I felt my face flush. “Do you trust him?”
“He’s been working here about six months and we’ve never had a complaint.”
“Well, there’s always a first time. Do you know who his supervisor is?”
“Yes, of course, just a moment, Ma’am.”

My jaw ached from clenching my teeth. If I heard the word, Ma’am on more time, I was going to scream. A short, stocky, middle-aged bald manager appeared at the counter. “Hello, my name is Paul Davis. Can I help you, Ma’am?”
I ground my teeth to quash a scream. “Yes, you can. I believe you may have a toxic employee.”
“Excuse me?”
“Do any of your workers complain of feeling confused, angry, betrayed, anxious, fearful or filled with self-doubt? You may have heard of the book, Toxic People, most managers have.”
“I’m sorry Ma’am, we are not interested in hiring an outside EAP counselor.”

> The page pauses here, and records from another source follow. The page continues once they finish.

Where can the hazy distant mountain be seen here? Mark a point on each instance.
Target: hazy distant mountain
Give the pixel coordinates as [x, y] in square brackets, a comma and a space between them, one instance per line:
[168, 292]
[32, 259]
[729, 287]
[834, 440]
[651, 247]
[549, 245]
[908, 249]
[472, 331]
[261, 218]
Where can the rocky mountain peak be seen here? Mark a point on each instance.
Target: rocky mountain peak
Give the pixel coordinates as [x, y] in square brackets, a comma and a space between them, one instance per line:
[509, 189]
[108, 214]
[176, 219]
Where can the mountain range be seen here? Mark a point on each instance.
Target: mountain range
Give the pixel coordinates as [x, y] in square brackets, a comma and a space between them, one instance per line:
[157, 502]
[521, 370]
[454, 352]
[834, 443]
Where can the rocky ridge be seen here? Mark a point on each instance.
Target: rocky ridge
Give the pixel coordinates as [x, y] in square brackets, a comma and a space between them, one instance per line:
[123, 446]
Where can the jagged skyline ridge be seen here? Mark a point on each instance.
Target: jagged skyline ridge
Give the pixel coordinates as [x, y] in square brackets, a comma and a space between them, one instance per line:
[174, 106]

“I’m not selling EAP services. I’m talking about respectful behavior, personal responsibility, integrity and honesty among your workforce.”

Paul hesitated several moments before speaking. “I was told you want to make a complaint about one of our employees.”

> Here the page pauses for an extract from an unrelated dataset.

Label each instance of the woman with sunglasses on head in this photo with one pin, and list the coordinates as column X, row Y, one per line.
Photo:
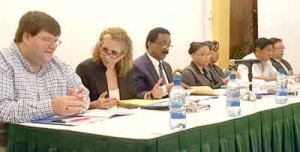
column 108, row 74
column 216, row 71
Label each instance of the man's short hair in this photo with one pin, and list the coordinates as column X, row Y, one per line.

“Yes, I do. I believe you have a thief in your midst and his name is Chico.”
“Chico? I don’t believe he would ever steal, he has been employed here for a few months and has earned my complete trust.”
“Maybe you should check his pockets! That is unless you wish to continue being co-dependent and become his benefactor, further allowing him to remain on his path of wrong doing. Erich Fromm, a well-known psychologist said that not just individuals, but whole workplaces, even whole societies may be lacking in sanity. It’s called, consensual validation. It’s a condition that is not exactly insane but not quite sane either. Is that what you want for Chico? Unsanity? Do you really think you are doing him a favor by protecting him? Is this whole world blind to dishonesty?” I spread my arms wide to emphasize my point. “When are we going to wake up and expose the ones who debilitate organizations? What happened to respectful behavior, integrity, honesty, communication and objectivity?” I was nearly panting from emotion.

“Ma’am, maybe if you told me what it is you suspect was stolen, I could help.”
“A very expensive pair of sunglasses, that’s what!”
He stared at me for a long moment. “Are the frames silver-green in color with a leather brow bar?”
“Yes! Did Chico have them on in the kitchen?” I stood on tip-toe trying to see into the kitchen.
“No Ma’am, you have them on your head.”